Je tire, je pousse, je sue, je me coupe le souffle, mais enfin il est planqué, enfin à peu près, il ne faut pas passer à moins de dix mètres de la bête, mais bon, qui vivra verra. Je repars vers le garage, mon frère dort encore, je le pousse, le secoue et arrive quand même à le réveiller un peu.


– Va au lit, tu vas attraper la mort ici pauvre débile.

– Mouai euh chuis naze…

– Allez bouge ! Dans deux heures papa se lève !


Il finit par se relever, vacille, manque de s'effondrer, repart et rentre, qu'il se débrouille maintenant, moi je ne peux plus rien.

Je remonte dans ma chambre avec la peur qu'il se soit gaufré dans les escaliers ou endormi au salon, mais non, c'est bien vrai Dieu est du côté des ivrognes. Je me recouche, congelé, et je n'arrive pas à trouver le sommeil. Parce que je cogite au plan d'action du lendemain : il faut appeler Blabla ou le textoter, attendre la nuit, après minuit que tout le monde dorme, embarquer la statue, retourner à Saint-Côme et la mettre dans son nid, il faut bien entendu que Blabla soit prudent, que les gendarmes ne soient pas de sorties, etc. Je finis par me rendormir, et je rêve de mon père qui m'engueule en me montrant un papillon aux ailes brisées. C'est un bel insecte, jaune et noir, je ne connais pas le nom, mais il a les ailes arrachées, j'ai sur les doigts de la poussière colorée, et pourtant je sais que je ne suis pas responsable du massacre. Mon père est de plus en plus en colère et s'apprête à me mettre une claque quand j'ouvre les yeux en sursaut. Dehors la campagne est blanche, sous un soleil qui traverse une brume fine, c'est à couper le souffle et pour la première fois depuis bien longtemps je suis heureux de me lever ici. Jo dort encore, je l'entends ronfler, en bas mes parents déjeunent. Ils me font la bise et me demandent si je veux venir à la messe, mais depuis presque deux ans je dis régulièrement non, je crois que c'est le premier acte de rébellion que j'avais posé avec eux, ce refus d'aller prier. Je déjeune et pendant ce temps ils se préparent, puis s'en vont. Je jette un œil par la fenêtre du salon, on ne voit pas Mollo d'ici, tout va bien, ou presque. Je secoue mon frère, qui grommelle, se retourne, j'insiste.
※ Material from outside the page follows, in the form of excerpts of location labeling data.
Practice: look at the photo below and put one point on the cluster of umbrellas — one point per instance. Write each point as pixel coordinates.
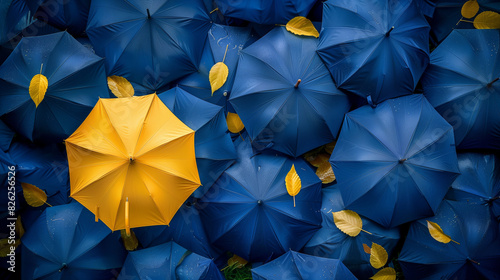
(184, 139)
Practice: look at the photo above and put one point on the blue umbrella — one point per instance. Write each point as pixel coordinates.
(462, 83)
(479, 181)
(377, 49)
(65, 15)
(249, 212)
(476, 257)
(265, 11)
(75, 77)
(293, 265)
(66, 243)
(151, 43)
(330, 242)
(396, 161)
(448, 16)
(219, 38)
(186, 229)
(285, 96)
(213, 146)
(195, 267)
(6, 136)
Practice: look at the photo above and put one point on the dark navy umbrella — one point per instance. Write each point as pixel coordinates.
(285, 96)
(396, 161)
(479, 181)
(330, 242)
(265, 11)
(6, 135)
(219, 38)
(377, 49)
(477, 255)
(462, 83)
(75, 77)
(249, 212)
(186, 229)
(297, 266)
(66, 243)
(65, 15)
(448, 16)
(213, 146)
(151, 43)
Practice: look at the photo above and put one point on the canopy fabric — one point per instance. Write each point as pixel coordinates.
(132, 151)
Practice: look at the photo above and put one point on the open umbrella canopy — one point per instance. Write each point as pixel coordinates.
(396, 161)
(224, 44)
(476, 256)
(66, 243)
(132, 162)
(463, 84)
(66, 80)
(285, 96)
(479, 181)
(377, 49)
(186, 229)
(213, 146)
(250, 213)
(168, 261)
(151, 43)
(265, 11)
(293, 265)
(65, 15)
(330, 242)
(448, 16)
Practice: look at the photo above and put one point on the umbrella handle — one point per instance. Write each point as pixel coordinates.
(127, 221)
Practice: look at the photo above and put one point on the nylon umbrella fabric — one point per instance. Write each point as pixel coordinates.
(213, 146)
(448, 16)
(330, 242)
(75, 78)
(375, 49)
(251, 213)
(462, 83)
(265, 12)
(296, 266)
(66, 243)
(132, 162)
(476, 257)
(396, 161)
(150, 43)
(186, 229)
(219, 38)
(479, 181)
(276, 114)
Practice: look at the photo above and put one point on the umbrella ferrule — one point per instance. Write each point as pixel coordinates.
(389, 32)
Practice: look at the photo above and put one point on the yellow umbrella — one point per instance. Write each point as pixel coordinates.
(132, 162)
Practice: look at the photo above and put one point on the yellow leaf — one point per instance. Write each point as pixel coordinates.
(470, 9)
(120, 86)
(487, 20)
(234, 123)
(34, 196)
(131, 241)
(302, 26)
(293, 183)
(379, 256)
(367, 249)
(387, 273)
(38, 88)
(218, 76)
(438, 234)
(5, 246)
(349, 222)
(237, 261)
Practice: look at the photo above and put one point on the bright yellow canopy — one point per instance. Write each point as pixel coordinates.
(134, 149)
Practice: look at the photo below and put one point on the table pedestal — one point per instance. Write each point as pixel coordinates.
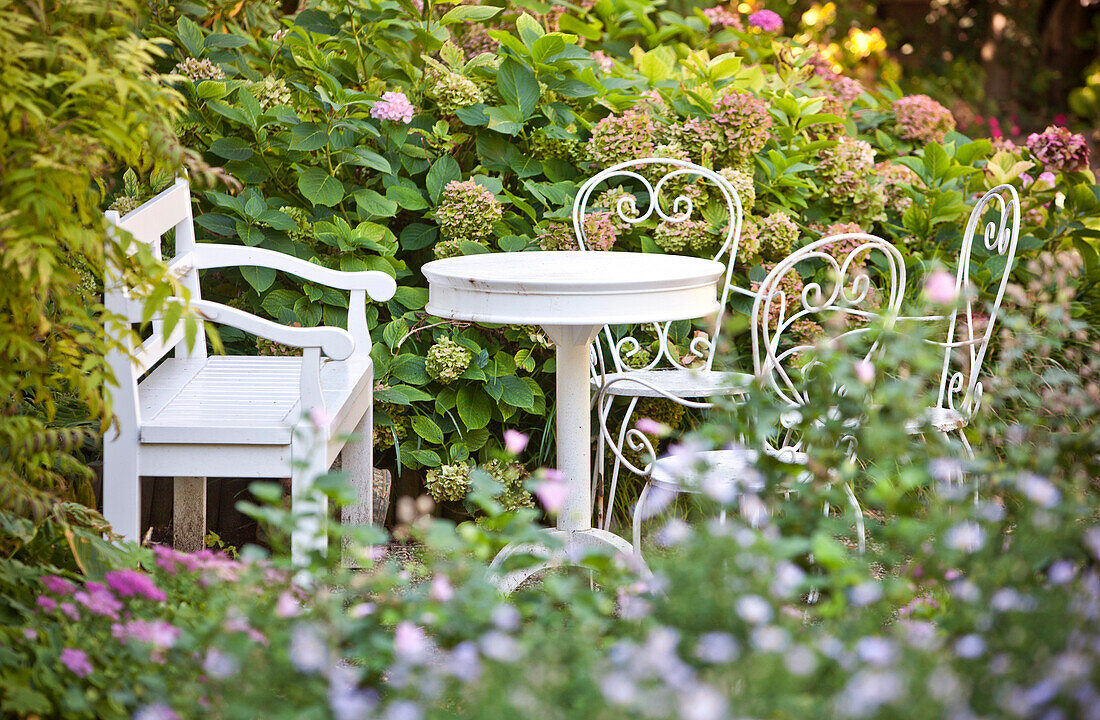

– Tain, fous-moi la paix Tom, j'ai mal au crâne !

– M'en tape, on a un pingouin sur les bras triple idiot, tu prends un Doliprane et on en cause.

– Quoi ? Quel p… Ah merrrrrrde c'était pas un rêve ?

– Non, t'as volé Mollo, avec Blabla, vous êtes deux gros débiles.

– Mais il est où ???


Je sens dans sa voix une pointe d'appréhension, le sentiment que la bêtise pourrait avoir des conséquences assez graves.


– Je l'ai planqué derrière la haie du fond, mais c'est pas non plus génial. Il faut que t'appelles Blabla et qu'il vienne cette nuit, on charge le truc et on le pose à sa place.

– On ?

– Ben toi, moi et Blabla.

– Non c'est bon, on ira que tous les deux.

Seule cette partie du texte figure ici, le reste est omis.